Dozens of students say they were unable to purchase campus parking passes because of problems with the University of Miami Parking and Transportation’s parking portal.
Applications for parking passes for returning commuter students were available beginning at midnight on Monday, July 9. Some students said they were unable to access the portal at all, while others said the portal was so slow they had to refresh the website and lose their place in line.
“I woke up at midnight and tried for two hours to buy a pass,” said Vanessa Benzecry, a Ph.D. student in the College of Engineering. “But for some reason, my account never let me buy any pass.”

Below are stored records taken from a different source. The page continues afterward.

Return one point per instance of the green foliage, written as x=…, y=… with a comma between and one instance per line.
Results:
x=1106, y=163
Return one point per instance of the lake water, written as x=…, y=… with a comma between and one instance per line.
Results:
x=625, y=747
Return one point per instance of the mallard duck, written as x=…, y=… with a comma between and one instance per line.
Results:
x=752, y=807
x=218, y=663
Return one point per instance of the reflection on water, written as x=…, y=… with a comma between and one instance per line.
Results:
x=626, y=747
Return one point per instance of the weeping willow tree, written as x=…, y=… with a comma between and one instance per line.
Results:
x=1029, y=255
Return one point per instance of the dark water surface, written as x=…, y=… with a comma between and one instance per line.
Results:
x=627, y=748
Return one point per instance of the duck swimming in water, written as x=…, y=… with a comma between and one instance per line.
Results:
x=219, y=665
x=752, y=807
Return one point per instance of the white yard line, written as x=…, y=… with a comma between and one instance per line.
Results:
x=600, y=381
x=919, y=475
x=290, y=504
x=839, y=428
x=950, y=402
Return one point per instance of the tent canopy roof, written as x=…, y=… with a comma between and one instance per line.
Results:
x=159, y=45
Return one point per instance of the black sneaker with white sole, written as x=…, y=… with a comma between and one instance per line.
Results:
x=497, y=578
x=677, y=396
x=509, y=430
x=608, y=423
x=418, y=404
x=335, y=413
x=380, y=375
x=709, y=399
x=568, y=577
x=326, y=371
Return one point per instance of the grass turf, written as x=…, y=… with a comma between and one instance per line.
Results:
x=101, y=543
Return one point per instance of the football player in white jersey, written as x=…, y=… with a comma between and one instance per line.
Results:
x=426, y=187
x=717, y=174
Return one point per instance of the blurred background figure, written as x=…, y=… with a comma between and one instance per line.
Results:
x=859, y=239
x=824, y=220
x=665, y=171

Richard Sobaram, director of Parking and Transportation, said students may have lost their place in line if they logged onto the website well before the assigned time. The system automatically refreshes the queue at midnight to give all students an equal chance at queuing for parking passes.
“Otherwise, it’s not fair to a student who logs on at exactly midnight, the assigned time, and there’s already thousands of students in line,” he said.
Some students said they were not able to purchase their desired parking pass, which costs $531 for a standard full-price commuter permit, because passes for certain zones became unavailable almost immediately.
“The one that I wanted, which is the one everyone wanted, the red one, is sold out,” Benzecry said. “Only night and weekend passes were available when I finally logged in.”
Sobaram said it is typical for passes in popular zones to sell out quickly. “More than half of students want the purple or red passes,” he said. “Not everyone is going to get the zone they want. But every upperclassman student that wants to park on campus will be able to park on campus.”
Some students saw a message on the parking portal Monday afternoon said, “There are no permits available for you to purchase. Please contact the Parking & Transportation department to review your options.”
Sobaram said students may have seen this message if they are new to the university, already bought a 2018-2019 permit or recently moved off campus. Because permit applications opened for residential students last week, the parking permit system may have denied access to commuter passes for students who only recently moved off campus.
Freshman living in residential colleges are not permitted to have a car on campus.
TMH spoke to students who went to the Parking and Transportation office in the McKnight Building Monday morning, who were told they would not be able to purchase passes for the sold-out zones.
Parking and Transportation employees suggested that students purchase passes for other zones, and wait to see if any students holding the sold-out passes leave the university or cancel their permits, which would allow waitlisted students to upgrade to a different zibe.
“It’s frustrating because I’m in the College of Engineering, which is on the other side of campus, and anywhere else I park [besides the red zone] is a 10 to 15 minute walk,” Benzecry said. “I already drive 45 to 50 minutes, plus the time it takes walking to get to my office.”
Some students made light of the issue on Facebook.
The Parking and Transportation website said new students will be able to purchase parking passes after midnight July 16. University employees and residential students were able to purchase parking passes on June 25 and July 2, respectively.
Parking and Transportation sells, on average, around 7,000 passes to commuter students per year, Sobaram said. During peak parking hours, Monday through Thursday from 11 a.m. to 2 p.m., around 5,000 of these students are parked on campus.
This is also the first year that parking passes will be fully digital. Parking enforcement officers have been equipped with license plate recognition technology, and will be able to pull up students’ parking permits from scanned license plates. No physical permits will be issued.
This story will be updated as more information becomes available.